P263: Perinatal outcome after prenatal diagnosis of placental chorioangioma

Abstract

To review the prenatal complications, management, and perinatal outcome in pregnancies complicated by placental chorioangioma (PCA). Cases of PCA diagnosed prenatally as part of a prospective, multicentric program for fetal diagnosis and therapy were identified. All cases were evaluated with color flow imaging. In the latter part of the study, three-dimensional sonography, including power-Doppler angiography, was also used to study the vascular pattern of the tumor. Information on maternal demographics, prenatal sonographic findings, pregnancy complications, antenatal intervention, and perinatal outcome was obtained by reviewing the medical records or contacting the referring obstetricians. In the 5-year period from January 1997 and December 2001, 11 cases of PCA were diagnosed prenatally. Nine cases were diagnosed in singleton pregnancies and two in twin gestations. Among the nine cases occurring in singletons, five were associated with pregnancy complications, including polyhydramnios (n = 3), oligohydramnios (n = 2), fetal growth restriction (n = 2), and hydrops fetalis due to cardiac failure (n = 1). Overall, two fetuses died, including one of the monochorionic twins due to complications of twin-twin transfusion syndrome. Four of the nine singleton pregnancies delivered before 35 weeks. In four pregnancies, no prenatal complications were detected in spite of continuous growth and vascularity of the placental mass in three of those cases.

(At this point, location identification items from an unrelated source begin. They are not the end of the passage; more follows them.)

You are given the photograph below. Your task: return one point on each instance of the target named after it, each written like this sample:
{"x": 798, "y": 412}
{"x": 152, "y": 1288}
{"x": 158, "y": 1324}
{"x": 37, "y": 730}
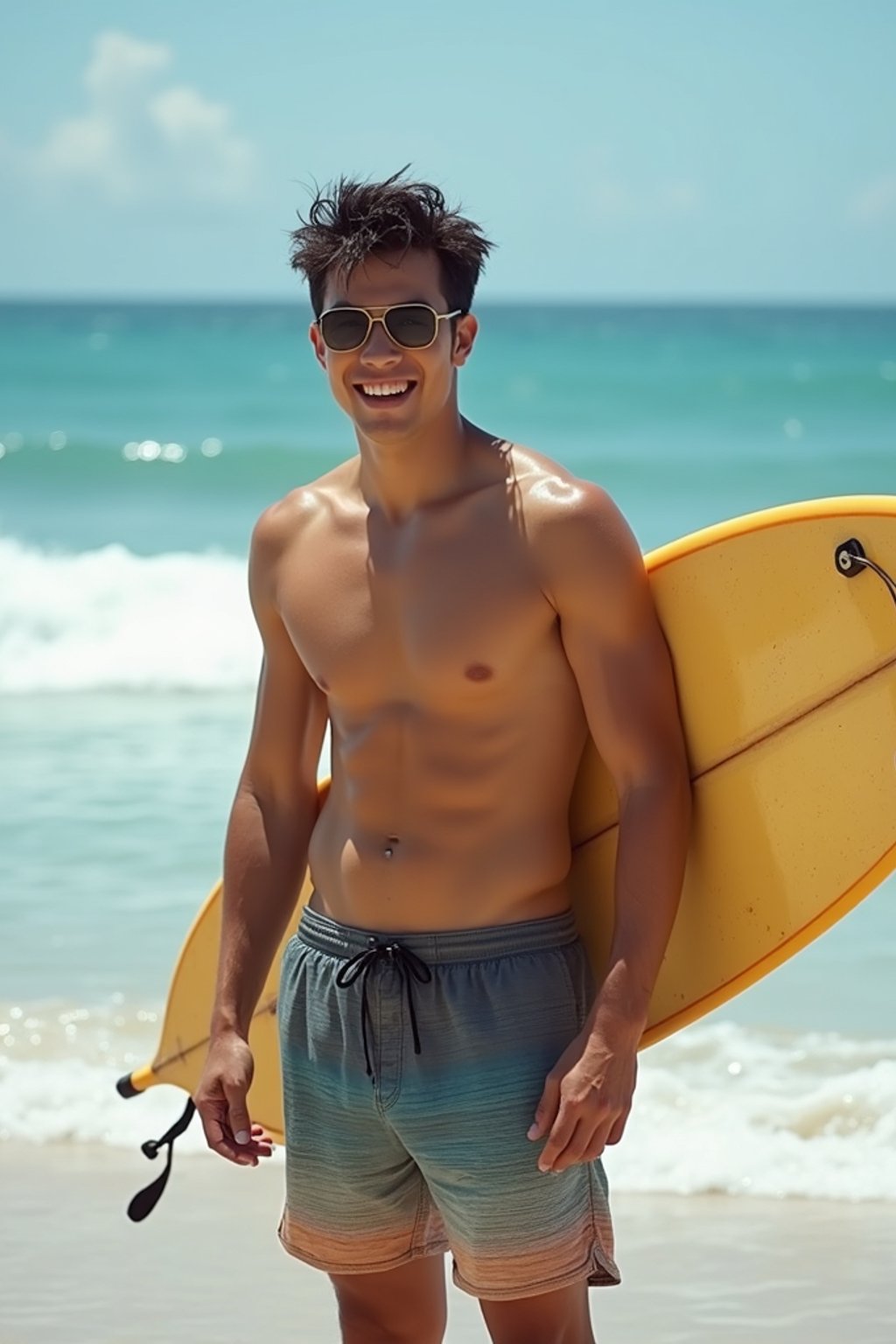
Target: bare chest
{"x": 427, "y": 617}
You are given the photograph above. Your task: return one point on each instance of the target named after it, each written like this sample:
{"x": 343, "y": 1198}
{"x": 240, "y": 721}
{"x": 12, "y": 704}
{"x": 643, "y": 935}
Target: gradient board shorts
{"x": 427, "y": 1152}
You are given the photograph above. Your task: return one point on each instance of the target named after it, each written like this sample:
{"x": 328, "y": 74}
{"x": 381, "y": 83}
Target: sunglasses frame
{"x": 371, "y": 318}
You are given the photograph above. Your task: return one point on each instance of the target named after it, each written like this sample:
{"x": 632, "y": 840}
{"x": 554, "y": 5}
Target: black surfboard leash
{"x": 850, "y": 561}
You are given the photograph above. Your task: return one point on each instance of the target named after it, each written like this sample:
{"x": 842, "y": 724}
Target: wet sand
{"x": 206, "y": 1265}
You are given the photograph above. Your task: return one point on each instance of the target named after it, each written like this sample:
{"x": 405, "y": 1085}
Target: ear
{"x": 318, "y": 341}
{"x": 464, "y": 338}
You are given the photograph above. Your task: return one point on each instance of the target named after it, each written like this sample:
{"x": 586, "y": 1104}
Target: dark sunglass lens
{"x": 411, "y": 326}
{"x": 343, "y": 328}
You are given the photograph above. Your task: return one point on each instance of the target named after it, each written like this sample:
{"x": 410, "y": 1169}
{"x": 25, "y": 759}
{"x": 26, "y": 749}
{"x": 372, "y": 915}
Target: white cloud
{"x": 610, "y": 198}
{"x": 137, "y": 143}
{"x": 876, "y": 200}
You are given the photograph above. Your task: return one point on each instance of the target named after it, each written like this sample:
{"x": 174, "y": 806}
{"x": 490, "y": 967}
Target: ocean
{"x": 138, "y": 443}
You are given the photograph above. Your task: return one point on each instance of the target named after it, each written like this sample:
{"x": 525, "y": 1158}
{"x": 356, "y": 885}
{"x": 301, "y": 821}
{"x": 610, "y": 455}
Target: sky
{"x": 650, "y": 150}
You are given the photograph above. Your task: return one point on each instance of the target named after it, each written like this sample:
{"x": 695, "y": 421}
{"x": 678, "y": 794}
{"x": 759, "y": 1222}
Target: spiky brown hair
{"x": 351, "y": 220}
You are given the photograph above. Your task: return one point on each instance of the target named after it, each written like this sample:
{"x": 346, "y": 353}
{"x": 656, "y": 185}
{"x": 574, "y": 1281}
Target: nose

PCA is associated with an increased risk of pregnancy complications, the most common being polyhydramnios and preterm delivery. In selected cases, amniodrainage allows continuation of the pregnancy with improved perinatal outcome. Fetuses who develop hydrops are at the highest risk for perinatal death, with limited therapeutic options in these cases being available. Close follow-up is advised, even in those cases with no associated findings at the time of the diagnosis.